Díaz brilhou no torneio, com um desempenho tão bom que Gutierrez recebeu pelo menos uma abordagem, de um clube do Peru, para tentar contratá-lo. Seria um divisor de águas. Havia, acredita Díaz, muitos bons jogadores naquela equipe. “O problema era que alguns deles eram um pouco mais velhos, então era difícil se tornar profissional”, disse ele. Ele provaria ser a exceção.
O selo de aprovação de Valderrama, bem como a cobertura da mídia que o torneio gerou, levou a uma mudança para o Barranquilla FC, um time de fazenda para Junior – o primeiro passo no caminho para a elite, para a Europa, para o Liverpool. Foi o início da história de Diaz.
E, no entanto, como aponta Gutierrez, rindo, Díaz não foi excepcional. “Ele não foi o melhor jogador daquele torneio”, disse ele. “Ele nem era o melhor jogador de sua equipe.” Por consenso comum, aquele era Bolívar.
A história de Bolívar não é tão conhecida como a de Díaz. Afinal, não tem final emocionante: Bolívar agora trabalha em Cerrejón, a maior mina a céu aberto mina de carvão na América do Sul, de volta a La Guajira.
Mas sua história é muito mais típica das comunidades indígenas da Colômbia: não de um dom descoberto e cultivado, mas de um talento perdido. “Não há razão para ele não estar jogando no Real Madrid”, disse Gutierrez sobre Bolívar. “Não lhe faltou habilidade. Faltou oportunidade”.
O sortudo
Por todos os desafios que enfrentou, os obstáculos que teve que superar, Díaz sabe que foi um dos sortudos. Seu pai, Luis Manuel, tinha sido um talentoso jogador amador em Barrancas, cidade natal da família; Díaz ainda sorri com a lembrança de quão bom seu pai tinha sido. “Muito bom”, corre sua avaliação.
Quando Díaz era criança, seu pai dirigia uma escolinha de futebol – La Escuelita, todos a chamavam – e estava em condições de dar ao filho os benefícios de uma educação esportiva mais estruturada do que a que havia recebido. “Você podia ver que ele era um pouco mais profissional, mesmo naquela época”, disse Gutierrez. “Ele era um pouco mais avançado, e o crédito por isso vai para seu pai.”

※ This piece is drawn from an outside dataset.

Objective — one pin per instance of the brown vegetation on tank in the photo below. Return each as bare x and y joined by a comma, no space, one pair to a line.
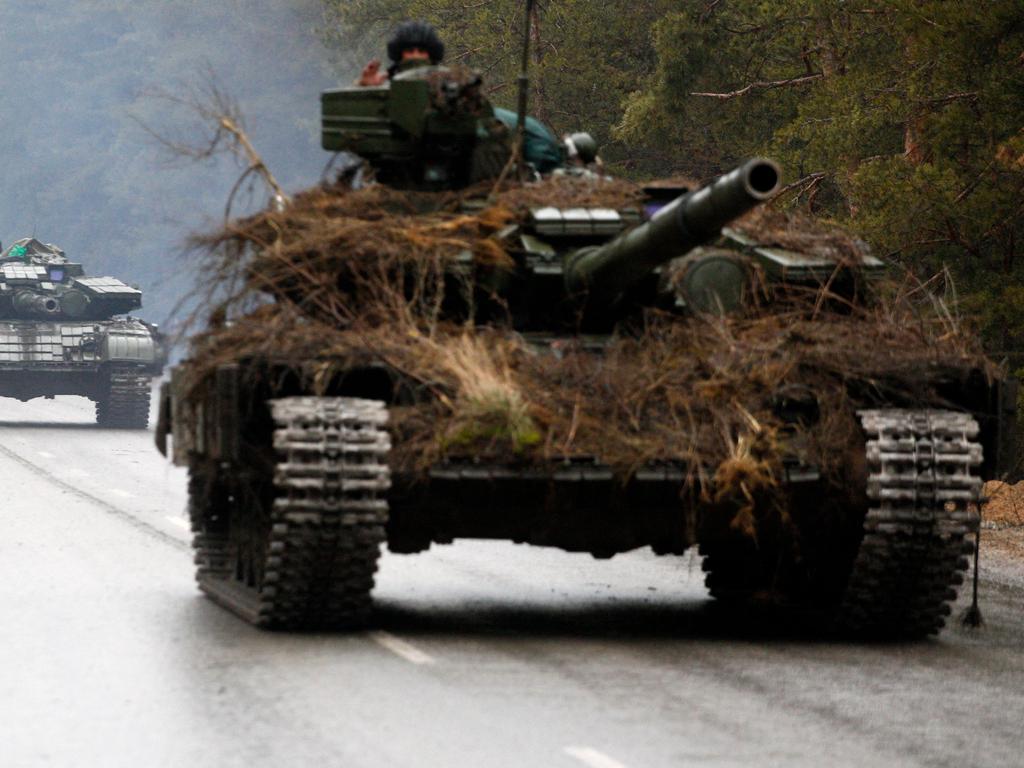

A dedicação de seu pai à sua carreira foi o que fez a diferença, o que transformou Díaz em um unicórnio: ele não apenas o ajudou a treinar, mas sua decisão de dirigir a escolinha de futebol fez com que seu filho tivesse competições para disputar. na equipe Wayúu para o campeonato indígena aos 17 anos, o que o posicionou para conquistar sua vaga na seleção nacional um ano depois, o que levou à sua passagem para o futebol profissional.
Nem todos, é claro, podem se beneficiar dessa constelação de fatores. “Nessas regiões, não há apoio”, disse Díaz. “Há muitos bons jogadores lá, mas é difícil para as pessoas sair, dar esse passo e seguir seu sonho. Eles não podem sair por motivos de dinheiro, ou por motivos familiares. E isso significa que estamos perdendo muitos jogadores com muito talento”.
Gutierrez espera que Díaz possa ser um antídoto para esse padrão. “Durante muito tempo, a visão sempre foi de que os povos indígenas não existem”, disse ele. “Esse é o legado do colonialismo: que eles não sejam vistos, ou sejam vistos apenas como algo exótico, algo do folclore.”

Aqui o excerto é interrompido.